Description¶

In this section you will get to know the key notions that will be used through the course.

Data science¶

Data science - is a field that uses scientific methods, processes, algorithms and systems to extract knowledge and insights from structured and unstructured data. Data science is a field that combines statistics, data analysis and machine learning to understand and analyse the data. Nowadays data science is one of the most demanding professions in sphere of IT, as the contemporary world is a data driven one. The main duties of every data scientists include : analysis of data, it’s preprocessing, cleaning and transformation and finally extracting sense from it using statistical and machine learning techniques along with presentation of performed results to non technical people. As the core of data science is statistics and mathematics, the related part of the course is focused on teaching how to apply the techniques of highlighted spheres to solve real world problems.

Machine learning¶

Machine learning - is a branch of AI (Artificial Intelligence) in programming the main goal of which is to make the machine “learn” how to solve the tasks which can’t be programmed explicitly. Nowadays, Machine learning is a really hot topic, as the applications of this sphere extended broadly. For instance let’s consider the contemporary smartphone : such functions as voice assistant, fingerprint and face verification, handwritten recognition are included by default, and all of the highlighted functions are machine learning driven. Actually, to understand the main difference between machine learning and ordinary programming we can expose the following example :

Let’s say we need to make a program that should predict the price of the house depending on the number of its rooms (the example is simplified). We can try to solve this program without using any machine learning techniques, just by writing some if else rules. But as the data grows it will become harder and harder to code all the rules to obtain an expected results. A much smarter solution is to train a machine learning algorithm that will find the dependency between price and number of rooms and then create the rules itself (the current example is related to supervised learning)

The picture describing this main difference is pinned below.

Difference between machine learning and traditional programming

The are three main types of machine learning :

Supervised learning

Unsupervised learning

Reinforcement learning

Note

We won’t consider the Reinforcement learning in this course, but you can find additional information about it here. Instead we will mainly focus on “classical machine learning”.

Supervised learning - is a type of machine learning, when given a data/features (by notation X) and corresponding answers/labels (by notation Y) an algorithm learns a complex function to map data/features to answers/labels. There are lots of useful application concerning supervised learning, for instance : image classification, fraud detection, object recognition, face verification, weather forecast, etc. The supervised learning is divided into two types of problems : regression and classification.

In classification problem the answer (sometimes called the target, we will use this name further) is a categorical label/class and the task of the algorithm (sometimes called the classifier or the model) is to classify the sample/object depending on the features of relevant data. For better understanding, let’s say you encountered the following problem : you have pictures of cats and dogs and you should determine whether the picture contains dog or cat. That’s a routine task of image classification.

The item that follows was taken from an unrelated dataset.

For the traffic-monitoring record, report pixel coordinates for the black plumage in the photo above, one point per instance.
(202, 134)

On contrary the problem of regression exists, in which the target is a discrete continuous number and the task of a model is to learn the dependencies between features and the target to output the value that is the nearest to the target one. Simple example of regression is the task of predicting houses’ prices depending on the number of rooms/size of the house. Instead of classifying houses into different groups, what we really want is to predict its exact price, that is actually a continuous number.

Unsupervised learning - is a type of learning when algorithm is given only data/features without any answers/labels. The purpose of unsupervised learning algorithms is to find the similarities between data samples and based on this similarities perform some actions. The unsupervised learning is divided into three types of problems : clustering , dimension reduction , association.

Note

We will focus only on clustering as the other algorithms are out of the scope in this course, but we encourage you to visit this page to get more information.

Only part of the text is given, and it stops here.